Les auteurs soulignent également que la diminution de la fréquence cardiaque pendant l’ASMR est égale à la diminution de la fréquence cardiaque observée dans les essais cliniques impliquant la réduction du stress par la musique pour les maladies cardiovasculaires. En outre, la diminution de la fréquence cardiaque pendant l’ASMR est plus importante que la diminution de la fréquence cardiaque observée dans les interventions de pleine conscience pour réduire l’anxiété. Cela confirme la valeur clinique potentielle de l’ASMR.
Il est également intéressant de noter que le groupe non ASMR a signalé une augmentation du calme et une diminution du stress en réponse aux vidéos ASMR dans l’étude 1, et qu’il a présenté une diminution de la fréquence cardiaque en réponse aux vidéos ASMR dans l’étude 2. Bien que ces réponses soient moins importantes que celles du groupe ASMR, elles confirment que les vidéos ASMR sont relaxantes pour les personnes qui ne ressentent pas l’ASMR.
Et les résultats de la conductance de la peau ? Une augmentation de la conductance de la peau est généralement un marqueur d’excitation, pas de relaxation. Je pense que certains détails de leur étude peuvent expliquer cette divergence potentielle. L’étude 2 a montré que les vidéos auto-sélectionnées étaient plus efficaces pour stimuler les picotements et augmenter la conductance cutanée, mais pas pour diminuer la fréquence cardiaque.
Les picotements peuvent être les moments “euphoriques” de l’ASMR qui sont responsables de l’effet “d’excitation”, mais le temps qui précède et qui suit les courts moments de picotements peut être les moments “relaxants” de l’ASMR. Ainsi, une vidéo qui stimule des picotements plus forts (vidéos auto-sélectionnées) peut stimuler une excitation/euphorie plus forte, et une vidéo qui stimule légèrement mais régulièrement les picotements (vidéos standard) peut stimuler une relaxation physiologique plus forte.

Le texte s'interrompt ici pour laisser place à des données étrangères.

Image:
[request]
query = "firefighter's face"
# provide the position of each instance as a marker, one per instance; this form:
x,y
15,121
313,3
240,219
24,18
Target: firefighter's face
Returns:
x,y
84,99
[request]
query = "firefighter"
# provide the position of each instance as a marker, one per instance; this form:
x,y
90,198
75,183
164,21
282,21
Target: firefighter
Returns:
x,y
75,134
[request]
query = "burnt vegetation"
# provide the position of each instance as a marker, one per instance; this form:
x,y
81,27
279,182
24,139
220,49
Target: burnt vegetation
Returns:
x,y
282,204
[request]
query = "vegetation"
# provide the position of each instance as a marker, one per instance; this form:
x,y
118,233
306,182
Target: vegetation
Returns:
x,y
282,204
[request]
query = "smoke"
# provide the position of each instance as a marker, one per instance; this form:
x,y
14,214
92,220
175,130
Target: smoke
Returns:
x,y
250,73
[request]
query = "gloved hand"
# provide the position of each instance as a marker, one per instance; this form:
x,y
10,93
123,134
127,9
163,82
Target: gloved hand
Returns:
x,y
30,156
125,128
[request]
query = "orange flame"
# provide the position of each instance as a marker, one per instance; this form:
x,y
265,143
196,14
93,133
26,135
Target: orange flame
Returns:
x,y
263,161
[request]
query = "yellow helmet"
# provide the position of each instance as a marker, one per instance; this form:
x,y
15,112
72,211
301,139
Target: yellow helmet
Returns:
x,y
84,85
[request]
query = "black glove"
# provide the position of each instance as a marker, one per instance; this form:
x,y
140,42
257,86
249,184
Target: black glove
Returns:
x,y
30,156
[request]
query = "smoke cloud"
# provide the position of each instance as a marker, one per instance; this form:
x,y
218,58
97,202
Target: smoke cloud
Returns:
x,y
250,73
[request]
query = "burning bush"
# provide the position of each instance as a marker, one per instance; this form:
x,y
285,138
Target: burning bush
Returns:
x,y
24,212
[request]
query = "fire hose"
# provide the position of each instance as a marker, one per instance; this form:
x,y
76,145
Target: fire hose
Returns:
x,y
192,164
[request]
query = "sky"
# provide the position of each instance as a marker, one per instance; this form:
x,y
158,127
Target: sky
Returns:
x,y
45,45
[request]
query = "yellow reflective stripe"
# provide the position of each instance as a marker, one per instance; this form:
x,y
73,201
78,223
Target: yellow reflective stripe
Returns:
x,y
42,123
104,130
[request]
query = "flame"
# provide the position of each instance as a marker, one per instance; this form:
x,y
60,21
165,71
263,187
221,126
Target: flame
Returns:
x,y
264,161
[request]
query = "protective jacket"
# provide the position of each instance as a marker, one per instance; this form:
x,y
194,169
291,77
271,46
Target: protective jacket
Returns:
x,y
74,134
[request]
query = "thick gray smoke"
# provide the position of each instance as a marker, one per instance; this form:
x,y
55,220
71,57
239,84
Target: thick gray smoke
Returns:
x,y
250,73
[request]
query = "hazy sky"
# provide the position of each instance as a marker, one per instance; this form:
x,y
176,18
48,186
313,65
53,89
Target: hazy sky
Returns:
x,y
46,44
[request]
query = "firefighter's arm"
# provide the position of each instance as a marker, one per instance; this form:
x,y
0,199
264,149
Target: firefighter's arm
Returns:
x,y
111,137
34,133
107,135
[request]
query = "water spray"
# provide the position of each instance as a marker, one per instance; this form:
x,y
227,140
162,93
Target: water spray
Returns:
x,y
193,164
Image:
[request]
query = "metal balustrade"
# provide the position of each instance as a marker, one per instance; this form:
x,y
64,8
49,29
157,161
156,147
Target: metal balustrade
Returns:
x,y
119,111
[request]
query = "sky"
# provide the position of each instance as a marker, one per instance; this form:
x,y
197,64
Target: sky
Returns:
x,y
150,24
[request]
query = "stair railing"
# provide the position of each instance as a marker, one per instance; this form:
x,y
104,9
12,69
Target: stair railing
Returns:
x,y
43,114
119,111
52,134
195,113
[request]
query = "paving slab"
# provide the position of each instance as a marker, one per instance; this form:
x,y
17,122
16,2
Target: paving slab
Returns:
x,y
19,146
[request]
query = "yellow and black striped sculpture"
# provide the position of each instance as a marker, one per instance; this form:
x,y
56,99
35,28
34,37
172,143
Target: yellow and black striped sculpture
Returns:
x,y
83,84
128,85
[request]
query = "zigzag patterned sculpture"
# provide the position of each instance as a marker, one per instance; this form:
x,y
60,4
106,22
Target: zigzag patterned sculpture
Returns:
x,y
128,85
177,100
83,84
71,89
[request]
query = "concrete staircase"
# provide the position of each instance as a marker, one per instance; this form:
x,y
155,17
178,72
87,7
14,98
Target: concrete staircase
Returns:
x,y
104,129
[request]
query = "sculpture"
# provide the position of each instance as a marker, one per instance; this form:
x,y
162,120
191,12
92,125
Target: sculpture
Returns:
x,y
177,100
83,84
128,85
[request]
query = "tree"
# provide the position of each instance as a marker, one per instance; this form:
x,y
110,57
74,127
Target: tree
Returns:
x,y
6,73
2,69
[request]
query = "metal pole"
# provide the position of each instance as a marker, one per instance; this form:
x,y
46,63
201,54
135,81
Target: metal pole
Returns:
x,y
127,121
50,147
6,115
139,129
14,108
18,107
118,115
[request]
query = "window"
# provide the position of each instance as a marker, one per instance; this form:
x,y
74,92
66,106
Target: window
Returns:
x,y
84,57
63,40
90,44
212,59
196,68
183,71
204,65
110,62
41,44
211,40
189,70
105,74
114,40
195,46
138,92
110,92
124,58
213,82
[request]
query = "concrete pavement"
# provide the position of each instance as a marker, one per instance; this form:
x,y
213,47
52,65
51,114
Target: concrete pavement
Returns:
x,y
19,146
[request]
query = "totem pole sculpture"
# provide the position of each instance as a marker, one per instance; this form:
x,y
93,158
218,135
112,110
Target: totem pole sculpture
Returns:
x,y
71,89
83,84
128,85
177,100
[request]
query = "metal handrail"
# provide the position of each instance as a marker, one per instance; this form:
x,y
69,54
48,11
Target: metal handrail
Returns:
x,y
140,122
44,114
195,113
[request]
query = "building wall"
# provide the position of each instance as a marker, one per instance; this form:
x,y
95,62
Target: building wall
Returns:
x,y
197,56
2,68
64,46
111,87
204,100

Il serait intéressant d’observer le chevauchement de la chronologie des picotements, des modifications de la conductance de la peau et des modifications de la fréquence cardiaque. Il se pourrait que la variation de la fréquence cardiaque soit une meilleure mesure de l’ensemble de la période de relaxation, mais que la conductance de la peau soit un indicateur plus précis des moments spécifiques des picotements.
Dans l’ensemble, bravo aux auteurs pour cette formidable montagne de données sur l’ASMR, qui constitue un précieux tremplin pour la compréhension et l’application potentielle de l’ASMR.